No entanto, o que desejo trazer para reflexão é a falta do hotel do nosso conto fictício não ter incluído, em seus procedimentos, medidas de proteção à privacidade que poderiam evitar todo o problema enfrentado por Pedro e Isabela. Isso porque, a despeito de ter agido proativamente em relação ao atendimento, apresentando a política de privacidade, cuidando para que apenas dados necessários fossem colhidos no momento do cadastro, não implementou o pensamento e o cuidado em privacidade em todos os seus processos de negócio.

Essa boa prática é expressamente prevista na Lei Geral de Proteção de Dados Pessoais (LGPD): a Privacy by Design (PbD). Isso mesmo. PbD não é apenas para softwares. Pensar em privacidade desde o início é crucial para todas as organizações e em todos os processos da organização. Cabe às casas de hospedagem ou locadores particulares, incluir em seus procedimentos não apenas o cuidado para que o quarto esteja limpo, perfumado, com novas roupas de cama e frigobar abastecido para os próximos hóspedes.
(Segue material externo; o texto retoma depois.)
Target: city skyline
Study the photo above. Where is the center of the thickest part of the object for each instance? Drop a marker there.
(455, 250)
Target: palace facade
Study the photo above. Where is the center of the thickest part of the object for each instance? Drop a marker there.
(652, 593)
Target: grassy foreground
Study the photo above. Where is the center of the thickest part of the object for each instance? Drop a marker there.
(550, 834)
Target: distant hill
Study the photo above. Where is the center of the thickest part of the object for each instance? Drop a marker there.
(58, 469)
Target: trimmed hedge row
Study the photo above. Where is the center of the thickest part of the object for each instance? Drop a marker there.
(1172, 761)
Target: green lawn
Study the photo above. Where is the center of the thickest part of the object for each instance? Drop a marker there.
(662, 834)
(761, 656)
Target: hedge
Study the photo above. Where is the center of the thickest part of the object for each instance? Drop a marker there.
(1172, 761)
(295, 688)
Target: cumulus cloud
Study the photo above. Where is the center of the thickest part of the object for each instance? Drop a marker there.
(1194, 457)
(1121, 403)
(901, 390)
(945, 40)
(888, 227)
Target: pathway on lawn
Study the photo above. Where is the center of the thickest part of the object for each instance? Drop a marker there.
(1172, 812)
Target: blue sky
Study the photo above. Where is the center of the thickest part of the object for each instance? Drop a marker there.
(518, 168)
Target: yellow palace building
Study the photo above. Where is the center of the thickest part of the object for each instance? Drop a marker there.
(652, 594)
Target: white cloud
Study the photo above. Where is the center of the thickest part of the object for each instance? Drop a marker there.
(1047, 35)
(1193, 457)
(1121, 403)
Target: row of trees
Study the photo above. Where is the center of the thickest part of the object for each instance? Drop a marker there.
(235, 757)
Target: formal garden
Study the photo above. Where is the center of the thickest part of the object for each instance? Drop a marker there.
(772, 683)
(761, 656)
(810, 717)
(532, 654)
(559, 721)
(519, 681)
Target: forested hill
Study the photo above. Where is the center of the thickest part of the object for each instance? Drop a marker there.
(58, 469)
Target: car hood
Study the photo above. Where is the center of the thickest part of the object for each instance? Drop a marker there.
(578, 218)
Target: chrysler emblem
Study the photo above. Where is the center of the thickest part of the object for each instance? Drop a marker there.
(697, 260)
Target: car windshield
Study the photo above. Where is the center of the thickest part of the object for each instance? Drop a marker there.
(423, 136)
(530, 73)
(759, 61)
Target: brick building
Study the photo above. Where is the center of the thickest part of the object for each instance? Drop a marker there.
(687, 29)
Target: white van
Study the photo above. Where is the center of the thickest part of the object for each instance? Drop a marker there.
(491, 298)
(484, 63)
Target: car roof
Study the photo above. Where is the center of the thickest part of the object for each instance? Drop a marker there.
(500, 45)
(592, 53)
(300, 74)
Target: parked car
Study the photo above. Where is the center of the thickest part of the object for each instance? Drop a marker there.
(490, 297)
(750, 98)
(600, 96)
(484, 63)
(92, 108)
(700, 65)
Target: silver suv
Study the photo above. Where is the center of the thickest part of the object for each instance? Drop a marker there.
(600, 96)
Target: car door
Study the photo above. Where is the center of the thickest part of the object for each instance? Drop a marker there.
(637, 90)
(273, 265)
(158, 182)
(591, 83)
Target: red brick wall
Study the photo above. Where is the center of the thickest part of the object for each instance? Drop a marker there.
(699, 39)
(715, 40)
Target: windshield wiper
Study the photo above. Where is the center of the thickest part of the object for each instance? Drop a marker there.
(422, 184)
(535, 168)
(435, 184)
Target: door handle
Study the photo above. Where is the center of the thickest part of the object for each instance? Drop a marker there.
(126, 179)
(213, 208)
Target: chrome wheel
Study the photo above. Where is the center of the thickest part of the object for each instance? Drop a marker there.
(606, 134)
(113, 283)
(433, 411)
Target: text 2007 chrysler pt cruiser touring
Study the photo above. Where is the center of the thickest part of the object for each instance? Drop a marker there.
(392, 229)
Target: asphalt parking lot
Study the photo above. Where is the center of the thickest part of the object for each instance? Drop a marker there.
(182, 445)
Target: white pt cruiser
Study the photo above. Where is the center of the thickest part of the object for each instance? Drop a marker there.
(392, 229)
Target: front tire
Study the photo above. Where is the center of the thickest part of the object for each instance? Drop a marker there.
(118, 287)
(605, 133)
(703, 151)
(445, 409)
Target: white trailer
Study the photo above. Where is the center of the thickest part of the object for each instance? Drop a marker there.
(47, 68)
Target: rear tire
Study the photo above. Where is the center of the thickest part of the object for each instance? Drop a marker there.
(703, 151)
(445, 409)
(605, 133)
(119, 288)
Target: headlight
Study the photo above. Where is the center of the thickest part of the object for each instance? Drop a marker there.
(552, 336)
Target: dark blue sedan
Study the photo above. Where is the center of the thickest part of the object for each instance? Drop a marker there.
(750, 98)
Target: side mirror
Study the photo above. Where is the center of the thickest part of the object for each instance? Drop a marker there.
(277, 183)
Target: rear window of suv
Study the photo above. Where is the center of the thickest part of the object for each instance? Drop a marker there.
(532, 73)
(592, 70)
Devem também inspecionar o ambiente para garantir ao novo cliente que não há dispositivos como escutas ou câmeras escondidas. É o que dispõe o §2º do artigo 46 da LGPD, ao estabelecer que "os agentes de tratamento devem adotar medidas de segurança, técnicas e administrativas aptas a proteger os dados pessoais de acessos não autorizados e de situações acidentais ou ilícitas de destruição, perda, alteração, comunicação ou qualquer forma de tratamento inadequado ou ilícito", "desde a fase de concepção do produto ou do serviço até a sua execução".

Pouco se tem pensado na implementação dessas boas práticas, estando as organizações mais preocupadas com implementação de sistemas para gestão de consentimento, "opt-out", softwares robustos de segurança e pouco fazem para que as rotinas internas incluam a preocupação com a privacidade e proteção dos dados pessoais desde o início. Essa falta de compromisso com o titular de dados e violação ao dispositivo da LGPD (§2º, artigo 46) será considerada agravante — além de infração por si só — em caso de violação como no caso do casal citado. A privacidade e uso de suas imagens (dados pessoais) foram indevidamente acessadas por terceiros e, a empresa, não conseguirá demonstrar uma boa prática a fim de atenuar sua responsabilidade, ao menos do ponto de vista da LGPD.

Por fim, convenhamos, a inspeção do ambiente é prática de baixíssimo custo de implementação, pode ser inserida em rotina já existente e eventual atraso na liberação dos quartos será irrelevante frente a indenização, multas e, sobretudo, perda de reputação. Afinal, quem irá escolher uma hospedagem com histórico de violação à intimidade?